Notice how the entire CPU is used up - enter image description here

P.S. - If you increase no of threads then actual CPU usage go down (Try making no of threads = 20 .) as the system uses more time in context switching than actual computing.

By the way, my machine is not as beefy as @mystical (Accepted answer). But my version with basic POSIX threading works way faster than OMP one. Here is the result -

enter image description here

P.S. Increase threadload to 2.5 million to see CPU usage , as it completes in less than a second.
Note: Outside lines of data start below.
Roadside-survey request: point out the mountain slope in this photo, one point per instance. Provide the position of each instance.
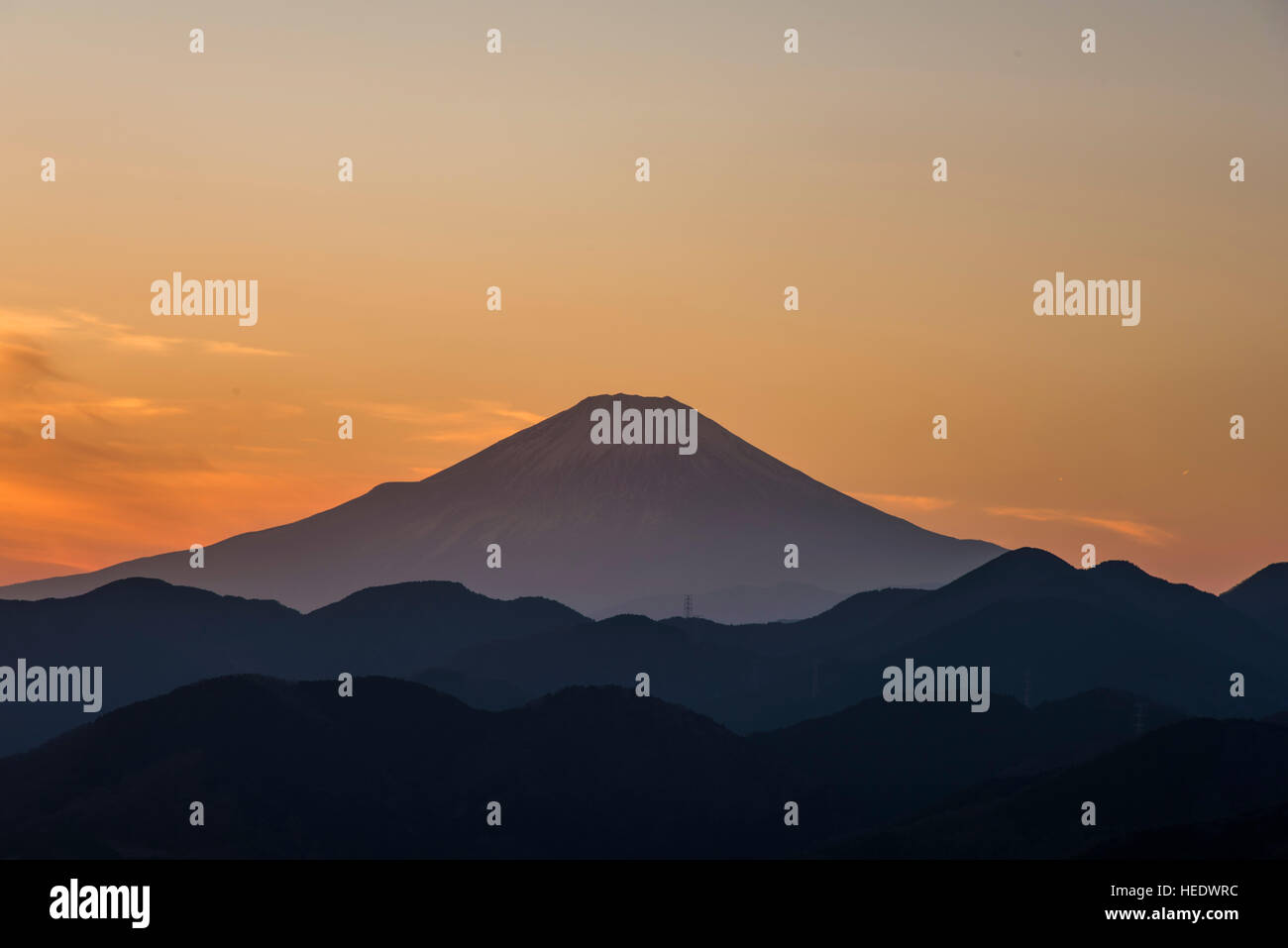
(588, 524)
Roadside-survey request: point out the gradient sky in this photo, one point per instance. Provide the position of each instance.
(768, 170)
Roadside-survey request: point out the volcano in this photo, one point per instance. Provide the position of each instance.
(591, 524)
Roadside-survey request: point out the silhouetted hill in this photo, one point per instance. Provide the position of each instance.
(1044, 629)
(591, 526)
(1263, 596)
(1166, 786)
(402, 771)
(151, 636)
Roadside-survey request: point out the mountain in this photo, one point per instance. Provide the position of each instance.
(150, 638)
(295, 771)
(738, 604)
(588, 524)
(1203, 781)
(1044, 629)
(1263, 596)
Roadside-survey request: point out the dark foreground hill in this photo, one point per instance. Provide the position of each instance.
(400, 771)
(1205, 781)
(1044, 630)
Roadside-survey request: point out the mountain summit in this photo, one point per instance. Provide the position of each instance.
(590, 524)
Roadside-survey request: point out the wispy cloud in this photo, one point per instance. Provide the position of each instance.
(1142, 532)
(236, 350)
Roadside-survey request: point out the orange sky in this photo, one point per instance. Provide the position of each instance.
(767, 170)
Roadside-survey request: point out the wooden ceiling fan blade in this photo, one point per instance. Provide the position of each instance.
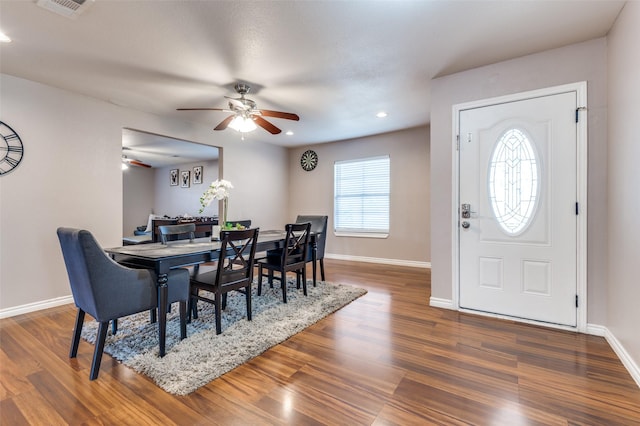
(266, 125)
(224, 123)
(139, 163)
(278, 114)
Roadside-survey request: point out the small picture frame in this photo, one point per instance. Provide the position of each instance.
(197, 174)
(173, 177)
(185, 178)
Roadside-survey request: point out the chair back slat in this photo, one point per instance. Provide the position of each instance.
(296, 243)
(237, 253)
(173, 232)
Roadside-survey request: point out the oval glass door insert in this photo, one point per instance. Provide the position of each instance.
(513, 182)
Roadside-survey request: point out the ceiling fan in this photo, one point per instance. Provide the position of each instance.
(246, 115)
(133, 162)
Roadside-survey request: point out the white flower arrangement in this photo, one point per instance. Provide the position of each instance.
(218, 190)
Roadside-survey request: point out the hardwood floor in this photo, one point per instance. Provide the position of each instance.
(387, 358)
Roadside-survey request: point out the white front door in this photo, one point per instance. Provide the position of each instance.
(518, 208)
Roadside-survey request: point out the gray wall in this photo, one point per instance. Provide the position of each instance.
(579, 62)
(178, 201)
(623, 315)
(408, 240)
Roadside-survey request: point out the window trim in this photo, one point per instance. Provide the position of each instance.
(362, 233)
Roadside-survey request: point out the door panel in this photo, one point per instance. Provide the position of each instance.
(518, 243)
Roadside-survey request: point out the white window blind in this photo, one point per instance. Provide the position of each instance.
(361, 195)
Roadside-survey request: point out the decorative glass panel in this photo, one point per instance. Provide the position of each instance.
(513, 182)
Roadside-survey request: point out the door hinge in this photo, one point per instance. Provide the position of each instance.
(577, 113)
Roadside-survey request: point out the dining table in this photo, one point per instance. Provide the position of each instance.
(161, 258)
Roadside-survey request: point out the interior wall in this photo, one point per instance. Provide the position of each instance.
(408, 240)
(71, 176)
(579, 62)
(623, 315)
(178, 201)
(138, 197)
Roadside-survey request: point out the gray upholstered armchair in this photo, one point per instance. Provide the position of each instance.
(107, 291)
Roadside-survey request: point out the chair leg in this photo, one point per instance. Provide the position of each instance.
(218, 308)
(97, 352)
(283, 284)
(77, 331)
(304, 281)
(248, 296)
(259, 279)
(183, 319)
(193, 305)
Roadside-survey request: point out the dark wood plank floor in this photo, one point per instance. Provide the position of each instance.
(385, 359)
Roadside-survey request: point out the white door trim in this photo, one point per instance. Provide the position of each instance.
(582, 158)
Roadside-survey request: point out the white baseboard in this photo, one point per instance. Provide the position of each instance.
(35, 306)
(441, 303)
(593, 329)
(399, 262)
(628, 362)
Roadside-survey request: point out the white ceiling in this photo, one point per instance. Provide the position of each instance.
(334, 63)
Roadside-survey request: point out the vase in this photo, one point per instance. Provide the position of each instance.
(225, 207)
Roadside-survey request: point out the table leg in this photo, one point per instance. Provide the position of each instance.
(163, 294)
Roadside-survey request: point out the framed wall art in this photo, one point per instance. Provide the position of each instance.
(186, 177)
(173, 177)
(197, 174)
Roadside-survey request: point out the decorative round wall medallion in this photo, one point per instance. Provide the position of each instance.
(11, 149)
(309, 160)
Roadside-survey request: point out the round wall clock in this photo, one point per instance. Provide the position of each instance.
(309, 160)
(11, 149)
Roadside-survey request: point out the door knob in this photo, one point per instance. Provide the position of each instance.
(466, 211)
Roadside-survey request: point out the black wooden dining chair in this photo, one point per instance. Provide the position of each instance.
(234, 272)
(107, 290)
(319, 231)
(292, 258)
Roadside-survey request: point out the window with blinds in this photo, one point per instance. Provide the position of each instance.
(361, 196)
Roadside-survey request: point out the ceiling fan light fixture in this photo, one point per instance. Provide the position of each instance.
(243, 124)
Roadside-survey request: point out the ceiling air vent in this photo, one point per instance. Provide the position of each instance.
(69, 8)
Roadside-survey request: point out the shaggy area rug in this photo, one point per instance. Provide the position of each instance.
(203, 355)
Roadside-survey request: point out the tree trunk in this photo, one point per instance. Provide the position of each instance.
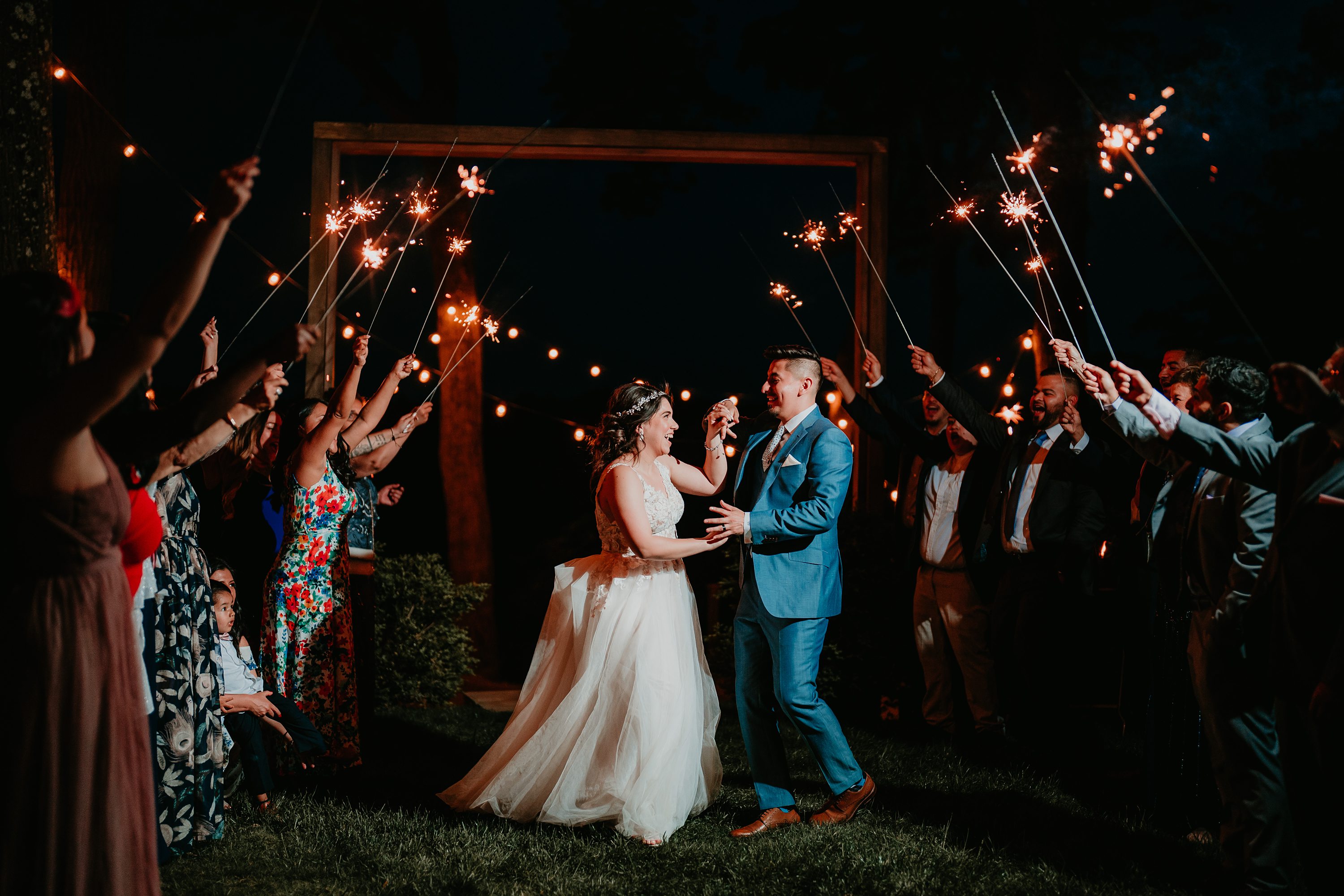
(27, 181)
(461, 456)
(90, 159)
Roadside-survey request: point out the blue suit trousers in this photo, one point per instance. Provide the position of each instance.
(777, 679)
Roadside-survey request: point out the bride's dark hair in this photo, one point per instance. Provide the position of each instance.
(628, 409)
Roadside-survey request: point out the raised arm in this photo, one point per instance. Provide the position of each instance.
(95, 388)
(378, 449)
(988, 429)
(377, 406)
(621, 497)
(710, 477)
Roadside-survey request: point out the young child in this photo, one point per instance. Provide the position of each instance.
(248, 706)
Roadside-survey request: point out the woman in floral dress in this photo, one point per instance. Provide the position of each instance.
(307, 642)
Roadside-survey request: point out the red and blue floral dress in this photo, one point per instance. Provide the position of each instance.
(307, 641)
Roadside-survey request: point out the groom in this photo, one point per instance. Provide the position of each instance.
(792, 481)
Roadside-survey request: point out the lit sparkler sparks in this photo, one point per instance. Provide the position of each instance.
(472, 182)
(814, 234)
(783, 293)
(1018, 209)
(374, 257)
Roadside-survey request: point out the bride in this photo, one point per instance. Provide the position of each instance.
(617, 716)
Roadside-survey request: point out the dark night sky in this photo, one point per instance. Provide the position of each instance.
(670, 289)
Simply try to Zip and Unzip a big file , nothing as a heavy I/o operations can use cpu.

Linux (and other Unix systems) report CPU usage such that a single-threaded process keeping a single CPU core busy is reported as 100%. This is what you see on your Ubuntu system: the program is always ready to run, and actually running on one core or the other.

On a machine with N cores, with all cores busy Linux/Unix show that as N * 100%, or a load average of N. (Load average also includes tasks waiting for I/O, or for a CPU to run on, so it can be higher than the number of CPU cores).

e.g. 800% load on a machine with 8 logical cores, whether that's across 4 physical cores with hyperthreading or 8 separate physical cores.


On a Windows machine, all-cores-busy is reported as 100% load. And the utilization of a single-threaded program maxing out one core is 100% / N, highly inconvenient on a many core machine for seeing if a single-threaded program spends any of its time sleeping or waiting for I/O.


However your OS reports it, to max out all the cores at once, you need to either run N processes, or have a process that starts N threads, or some combination of those.